The Ruddlesden–Popper (RP) oxides in a high grade of purity are generally prepared at high temperature and that is why there are few reports on their nanocrystalline state. These oxides may show good photocatalytic activity in nanocrystalline form because of higher surface area and better morphology. In this context, we are reporting rare earth doped nanocrystalline RP phases LnSrFe_0.5Co_0.5O₄ (Ln = La, Nd, Sm, Gd), which are highly efficient in removing hazardous organic dye pollutants from wastewater both in unitary and ternary solutions. The impact of rare earth ion doping on the structural, magnetic, and optical characteristics of LnSrFe_0.5Co_0.5O₄ has also been comprehensively investigated via different characterization methods. The Rietveld refinement analysis confirmed the formation of single-phase samples having tetragonal symmetry that crystallised in the I4/mmm space group. The refinement results revealed that with heavier rare earth ion doping, there was a continuous decrease in the value of the unit cell parameters and the cell volume. Dominant anti-ferromagnetic (AFM) interactions were seen in each of these compounds, along with the presence of weak ferromagnetic (FM) interactions due to the co-existence of the super-exchange (Co³⁺–O–Fe³⁺) FM and (Co³⁺–O–Co³⁺, Fe³⁺–O–Fe³⁺) AFM interactions.
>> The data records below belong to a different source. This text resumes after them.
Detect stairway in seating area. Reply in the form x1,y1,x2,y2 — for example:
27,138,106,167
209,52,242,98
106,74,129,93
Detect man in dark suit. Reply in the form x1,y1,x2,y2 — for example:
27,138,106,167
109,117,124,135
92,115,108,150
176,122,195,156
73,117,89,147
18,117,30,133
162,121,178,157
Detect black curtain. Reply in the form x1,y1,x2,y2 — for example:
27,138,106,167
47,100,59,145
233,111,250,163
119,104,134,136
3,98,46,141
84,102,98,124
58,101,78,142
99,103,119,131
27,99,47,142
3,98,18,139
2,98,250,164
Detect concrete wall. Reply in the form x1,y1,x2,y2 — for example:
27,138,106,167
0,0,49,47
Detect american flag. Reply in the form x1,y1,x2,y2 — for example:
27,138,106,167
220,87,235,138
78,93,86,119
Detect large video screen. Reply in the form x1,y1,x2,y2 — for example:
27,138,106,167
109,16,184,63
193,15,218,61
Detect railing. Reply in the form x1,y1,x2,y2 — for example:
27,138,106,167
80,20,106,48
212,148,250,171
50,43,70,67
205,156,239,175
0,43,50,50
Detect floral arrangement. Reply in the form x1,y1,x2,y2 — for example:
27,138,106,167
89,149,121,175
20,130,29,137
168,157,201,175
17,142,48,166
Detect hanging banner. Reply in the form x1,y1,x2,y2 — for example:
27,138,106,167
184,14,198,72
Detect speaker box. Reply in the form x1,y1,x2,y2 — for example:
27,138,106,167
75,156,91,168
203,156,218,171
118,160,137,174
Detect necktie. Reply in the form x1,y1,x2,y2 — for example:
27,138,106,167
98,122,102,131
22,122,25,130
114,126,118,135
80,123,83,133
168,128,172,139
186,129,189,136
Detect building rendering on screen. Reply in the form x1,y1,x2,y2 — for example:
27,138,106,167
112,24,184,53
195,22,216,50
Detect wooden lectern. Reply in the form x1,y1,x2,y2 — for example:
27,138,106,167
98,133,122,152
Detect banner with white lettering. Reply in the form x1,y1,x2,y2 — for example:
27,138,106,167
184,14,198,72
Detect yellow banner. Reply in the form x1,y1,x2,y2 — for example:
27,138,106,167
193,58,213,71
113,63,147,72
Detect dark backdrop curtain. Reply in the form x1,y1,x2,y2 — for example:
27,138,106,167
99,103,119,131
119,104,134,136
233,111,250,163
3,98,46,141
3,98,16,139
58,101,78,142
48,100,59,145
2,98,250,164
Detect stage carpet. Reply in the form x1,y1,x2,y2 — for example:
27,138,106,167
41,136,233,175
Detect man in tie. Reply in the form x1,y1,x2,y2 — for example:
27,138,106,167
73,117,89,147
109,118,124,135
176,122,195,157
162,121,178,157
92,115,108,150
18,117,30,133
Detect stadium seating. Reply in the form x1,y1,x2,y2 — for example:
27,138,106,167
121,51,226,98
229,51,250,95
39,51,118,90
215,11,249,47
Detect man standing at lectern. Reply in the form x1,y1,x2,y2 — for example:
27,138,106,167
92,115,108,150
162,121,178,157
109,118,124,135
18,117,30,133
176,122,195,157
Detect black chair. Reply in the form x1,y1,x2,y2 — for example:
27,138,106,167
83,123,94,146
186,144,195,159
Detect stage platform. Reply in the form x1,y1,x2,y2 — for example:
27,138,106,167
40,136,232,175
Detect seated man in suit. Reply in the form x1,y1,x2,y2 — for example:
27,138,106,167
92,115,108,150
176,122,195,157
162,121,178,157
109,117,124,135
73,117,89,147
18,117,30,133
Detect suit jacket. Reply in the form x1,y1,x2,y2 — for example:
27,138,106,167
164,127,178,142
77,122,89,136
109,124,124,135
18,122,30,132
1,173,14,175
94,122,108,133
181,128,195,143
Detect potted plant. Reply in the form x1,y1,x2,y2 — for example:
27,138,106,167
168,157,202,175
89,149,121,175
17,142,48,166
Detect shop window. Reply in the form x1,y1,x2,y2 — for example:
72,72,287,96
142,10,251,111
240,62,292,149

The band gap values of all these nanophases lie in the range of 1.53–1.62 eV, making them suitable photocatalysts for dye degradation. The photocatalytic activity of the synthesised nanophases was assessed using cationic (methylene blue and rhodamine B) and anionic (methyl orange) pollutants as well as their mixture. It has been observed that the Nd-doped catalyst showed better deterioration efficacy for rhodamine B dye, i.e., 99% in 40 min, followed by 84%, 87%, and 85% for the La, Sm, and Gd phases in the same time period, respectively. The results of photocatalytic activity have been interpreted on the basis of bandgap energy values and photoluminescence (PL) intensity.